In spine care, technologies like advanced interbody devices, navigation systems, or novel instrumentation often demonstrate incremental but clinically relevant benefits (e.g., reduced complications, faster recovery) that may not immediately meet the strictest SCI thresholds in early data.
How Can Medicare Handle New Technology?
Medicare should prioritize a balanced, market-oriented approach that accelerates meaningful innovation while maintaining rigorous accountability and fiscal responsibility. The agency has already taken several positive steps in this direction, demonstrating a willingness to evolve beyond rigid, one-size-fits-all models
Continued support for NTAP overall :
For FY 2027, CMS proposes to continue add-on payments for 41 technologies, with an estimated increase of approximately $464 million in supplemental payments, while approving select new applications under traditional criteria—showing the core program remains a viable bridge for high-value innovations.

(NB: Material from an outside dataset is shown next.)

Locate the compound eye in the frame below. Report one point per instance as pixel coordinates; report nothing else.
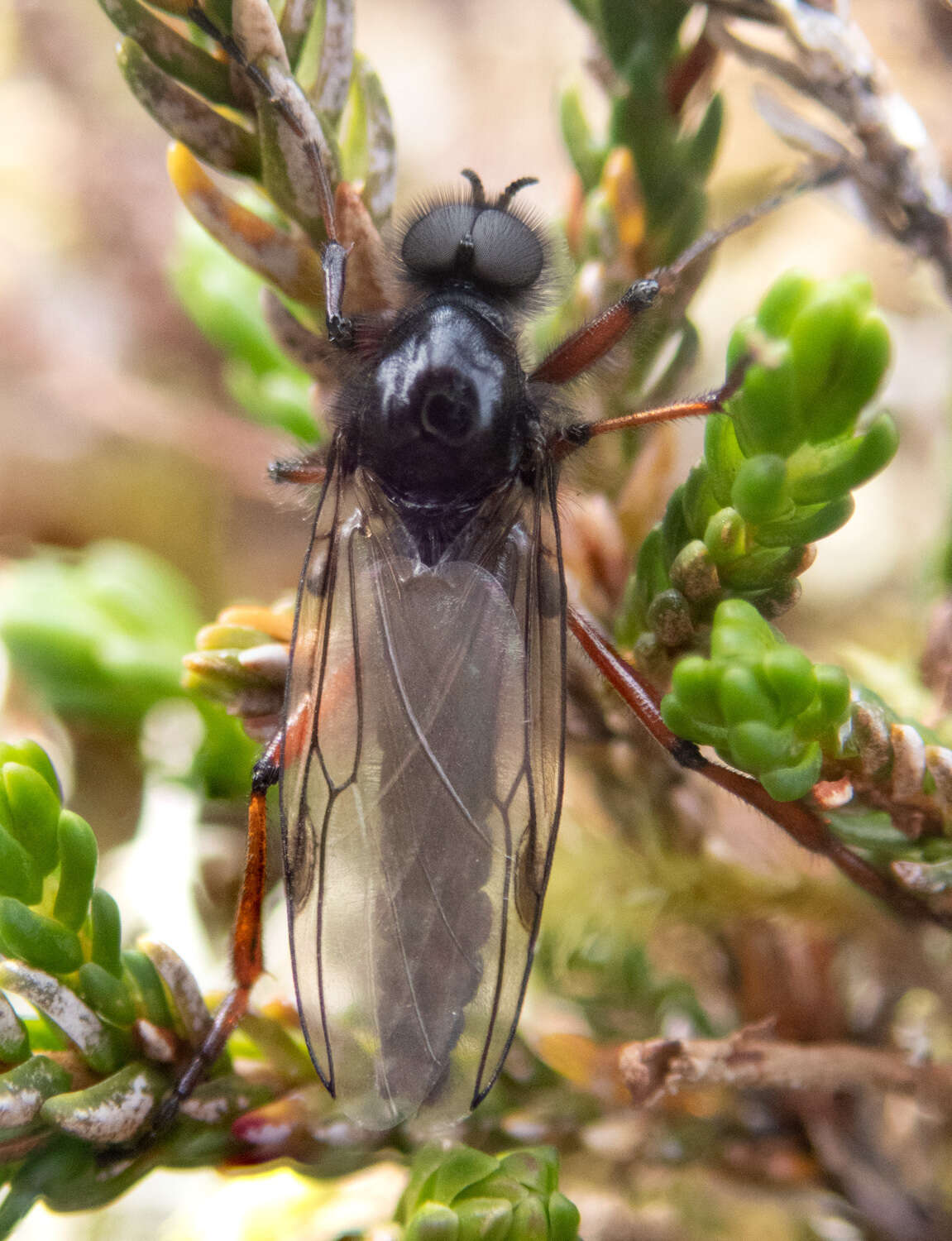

Positive recent technology developments include:
- Continued support for NTAP overall : For FY 2027, CMS proposes to continue add-on payments for 41 technologies, with an estimated increase of approximately $464 million in supplemental payments, while approving select new applications under traditional criteria—showing the core program remains a viable bridge for high-value innovations.
- Launch of the RAPID program : In April 2026, CMS and FDA jointly announced the Regulatory Alignment for Predictable and Immediate Device (RAPID) coverage pathway. This initiative aligns regulatory and coverage processes earlier, enabling national Medicare coverage decisions within 60–90 days of FDA authorization for eligible Breakthrough Devices addressing unmet needs in Medicare populations. It reduces the traditional coverage gap and supports faster, evidence-informed adoption.
- Growing emphasis on real-world evidence and value-based elements : CMS increasingly incorporates post-market data, registries, and broader outcome measures in decision-making.
Building on these strengths, Medicare should refine its technology framework as follows:
- Evidence Tiering and Post-Market Data : Maintain flexible pathways for promising devices with conditional or transitional payments tied to real-world evidence collection (e.g., registries, pragmatic trials, or ongoing studies). The new RAPID program is a strong step forward here, as it synchronizes FDA and CMS evidence requirements from the investigational phase onward, allowing pivotal trials to support both approval and coverage simultaneously.
- Value-Based Metrics : Expand beyond traditional Substantial Clinical Improvement (SCI) to incorporate patient-reported outcomes (PROs), reduced revision rates, shorter lengths of stay, functional improvements, and total cost-of-care savings. CMS has already advanced PRO-based performance measures ( PRO-PMs ) in various models, including in orthopedic and spine-related procedures; applying similar tools to new technology evaluations would better capture real patient benefit, especially in spine surgery where quality-of-life gains and motion preservation matter deeply.
- Transparency and Predictability : Deliver clear, timely NTAP decisions with robust appeals processes and predictable payment amounts. This reduces financial uncertainty for hospitals adopting costly innovations and encourages broader uptake of technologies that ultimately improve outcomes.
Blanket repeal of the alternative NTAP pathway risks tilting the balance too far toward caution, potentially creating a lag for innovative devices in complex fields like spine deformity. Instead, CMS should refine—not eliminate—targeted incentives, ensuring patients continue to benefit from evidence-driven policies.